Since an inconclusive Dec. 20 election that cost Rajoy a third of his lawmakers and his outright majority, Spanish lawmakers have been wrangling over a new coalition. Socialist leader Pedro Sanchez and his Ciudadanos counterpart Albert Rivera signed a pact in February setting out their common policy plans. Sanchez has also been holding talks with Podemos leader Pablo Iglesias since the Easter break to add the support of the party’s 69 lawmakers.
The three parties are up against a May 2 deadline to find a solution or face new elections, but differences remain between the pro-market Ciudadanos and Podemos, which handed a 20-point proposal to its potential partners including a guaranteed income for families below the poverty line and a plan to increase public spending by 62 billion euros ($71 billion) over four years.

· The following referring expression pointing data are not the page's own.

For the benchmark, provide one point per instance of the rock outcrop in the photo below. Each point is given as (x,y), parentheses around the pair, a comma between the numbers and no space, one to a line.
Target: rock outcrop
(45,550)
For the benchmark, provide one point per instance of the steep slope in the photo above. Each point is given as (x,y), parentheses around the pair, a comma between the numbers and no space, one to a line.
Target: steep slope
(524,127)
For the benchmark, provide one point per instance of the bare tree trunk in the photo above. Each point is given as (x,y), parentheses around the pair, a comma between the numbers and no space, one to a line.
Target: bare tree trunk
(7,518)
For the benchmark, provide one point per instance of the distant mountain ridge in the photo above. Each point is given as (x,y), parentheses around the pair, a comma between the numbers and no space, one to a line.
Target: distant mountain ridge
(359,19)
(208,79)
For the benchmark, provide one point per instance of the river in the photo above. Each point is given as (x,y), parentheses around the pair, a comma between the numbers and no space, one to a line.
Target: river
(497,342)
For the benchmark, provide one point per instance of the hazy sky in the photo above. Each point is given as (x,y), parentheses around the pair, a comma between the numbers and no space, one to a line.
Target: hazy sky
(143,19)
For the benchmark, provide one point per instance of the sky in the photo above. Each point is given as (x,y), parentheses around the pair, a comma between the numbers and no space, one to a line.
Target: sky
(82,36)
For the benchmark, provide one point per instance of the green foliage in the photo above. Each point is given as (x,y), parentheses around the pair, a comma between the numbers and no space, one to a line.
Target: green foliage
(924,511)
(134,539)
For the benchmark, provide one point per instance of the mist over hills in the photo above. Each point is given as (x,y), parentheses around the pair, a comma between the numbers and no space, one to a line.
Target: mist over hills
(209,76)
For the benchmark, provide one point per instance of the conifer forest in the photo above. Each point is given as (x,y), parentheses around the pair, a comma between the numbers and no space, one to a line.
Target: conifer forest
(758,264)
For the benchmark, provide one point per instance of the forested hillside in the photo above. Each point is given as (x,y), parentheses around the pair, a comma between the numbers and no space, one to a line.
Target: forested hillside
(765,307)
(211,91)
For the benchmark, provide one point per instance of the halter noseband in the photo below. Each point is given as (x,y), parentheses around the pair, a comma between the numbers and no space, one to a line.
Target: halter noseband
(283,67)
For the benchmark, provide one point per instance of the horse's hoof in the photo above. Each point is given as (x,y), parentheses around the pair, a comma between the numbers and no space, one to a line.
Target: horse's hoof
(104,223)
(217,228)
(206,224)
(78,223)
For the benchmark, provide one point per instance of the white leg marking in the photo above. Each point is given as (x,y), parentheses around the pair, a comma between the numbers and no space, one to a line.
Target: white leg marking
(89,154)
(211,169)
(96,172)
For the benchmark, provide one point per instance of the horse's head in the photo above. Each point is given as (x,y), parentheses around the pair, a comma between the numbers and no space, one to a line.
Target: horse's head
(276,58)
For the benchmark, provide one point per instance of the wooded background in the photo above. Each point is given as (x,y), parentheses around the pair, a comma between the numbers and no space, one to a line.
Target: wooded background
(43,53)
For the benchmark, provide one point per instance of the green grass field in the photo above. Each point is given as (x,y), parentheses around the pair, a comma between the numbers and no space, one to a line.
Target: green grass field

“The positions are very distant,” Ciudadanos undersecretary Jose Manuel Villegas said in a separate press conference after the talks. He said Ciudadanos will provide feedback on the Podemos proposals in the coming hours. “There are proposals that can hardly can be accepted, such as the expansion of the public expenditure,” he said.
Representatives of the three parties plan to talk tomorrow to decide over whether they should meet next week, the Socialist party’s Hernando said. Iglesias has scheduled a news conference for Friday at 11:30 a.m.
Negotiations have also been complicated by political and personal friction between the party leaders, which could still torpedo any potential the coalition. Last month Iglesias riled Socialist lawmakers by bringing up their party’s involvement in the assassination of ETA terrorists by the security forces in the 1980s.
On Wednesday, he clashed with Rivera, labeling the Ciudadanos leader Rajoy’s “brother-in-law” because of their parties’ similar stances on the economy and Catalonia. Rivera retorted that Podemos was hiring “the friends and girlfriends” of its leaders.